Tripp was exhausted and stunned for the rest of the afternoon - he has lots of scrapes, a few small cuts, and I suspect many bruises from hitting rocks on his way downstream and over the falls. I can't believe, though, that he actually made it out alive. This morning he is looking almost back to normal - eating, alert, "talking" to me. I'm so grateful that we escaped tragedy.

Now, though, we are all traumatized. I don't know if Tripp will go back out on the trail, and I'm terrified to take him out lest something like this happen again. Almost everywhere we hike has sharp drop-offs and creeks/rivers/etc. - I can only imagine what the horrible outcome would have been should this have happened in other spots that are much more dangerous. I can't imagine losing him that way.

On one hand, I think this is probably a fluke, but I can't help but be afraid that it could happen again. I was just about ready to buy a wooden saddle and panniers for him to start hiking with, but now I'm afraid to because I think he would have drowned if he had those on. 

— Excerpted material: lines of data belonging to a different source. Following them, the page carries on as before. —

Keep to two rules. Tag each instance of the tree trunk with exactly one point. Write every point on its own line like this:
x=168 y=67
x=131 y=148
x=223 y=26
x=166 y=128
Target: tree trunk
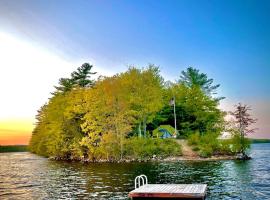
x=144 y=127
x=139 y=130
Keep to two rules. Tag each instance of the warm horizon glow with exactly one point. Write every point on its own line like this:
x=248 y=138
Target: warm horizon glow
x=28 y=75
x=39 y=45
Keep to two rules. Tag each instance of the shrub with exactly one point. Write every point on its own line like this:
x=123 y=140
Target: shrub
x=146 y=148
x=194 y=139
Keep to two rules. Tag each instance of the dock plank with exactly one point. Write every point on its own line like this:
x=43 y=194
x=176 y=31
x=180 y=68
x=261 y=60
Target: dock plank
x=194 y=191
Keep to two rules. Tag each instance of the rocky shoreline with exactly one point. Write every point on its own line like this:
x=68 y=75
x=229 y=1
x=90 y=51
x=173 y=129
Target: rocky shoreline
x=153 y=159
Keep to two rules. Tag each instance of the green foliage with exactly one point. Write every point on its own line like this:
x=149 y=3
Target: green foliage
x=93 y=120
x=240 y=144
x=169 y=128
x=193 y=78
x=146 y=148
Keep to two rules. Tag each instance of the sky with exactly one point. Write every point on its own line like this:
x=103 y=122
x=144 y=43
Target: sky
x=42 y=41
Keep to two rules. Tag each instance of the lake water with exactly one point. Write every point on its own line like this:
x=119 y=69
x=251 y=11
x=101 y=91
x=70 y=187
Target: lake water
x=27 y=176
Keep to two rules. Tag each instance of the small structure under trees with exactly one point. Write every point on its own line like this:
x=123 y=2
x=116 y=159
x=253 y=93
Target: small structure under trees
x=164 y=131
x=243 y=120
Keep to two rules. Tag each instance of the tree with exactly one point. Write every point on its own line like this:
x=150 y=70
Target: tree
x=243 y=120
x=192 y=77
x=144 y=89
x=79 y=78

Has anyone else lost (or almost lost) a goat that fell off the trail? Am I being ridiculous for now being fearful to take him out?


----------



## Charlie Horse (Dec 16, 2012)

I've had stories like that with horses, but never a goat. Dogs are the #1 problem with goats on trails. I bring my own dog and generally she intercepts other dogs before they can get to the goats.


----------



## Nanno (Aug 30, 2009)

What a terrifying experience! Amazing how ten minutes feels like an eternity in a situation like that. I'm so glad Tripp (and your husband) are ok and that Tripp is recovering. Goats do have an amazing ability to "bounce back" from the most horrific ordeals. 

My advice, though, is to take 2-3 weeks to let the initial trauma subside (and let Tripp heal) and then get back out on the trail. There's a decent chance that Tripp learned a valuable lesson and won't be jumping off any more embankments, but will run to you next time instead. You might consider putting a leash on him while on popular trails so that he can't get away from you if he spooks again. You might be able to get him to walk between you and your husband. Often Cuzco walks behind Phil and in front of me on the trail (I'm dominant enough to make him keep walking when he wants to stop and browse). You may even find you've suddenly developed a much greater awareness of dogs and other dangers on the trail after this. It's amazing how the senses can sharpen up after a traumatic experience!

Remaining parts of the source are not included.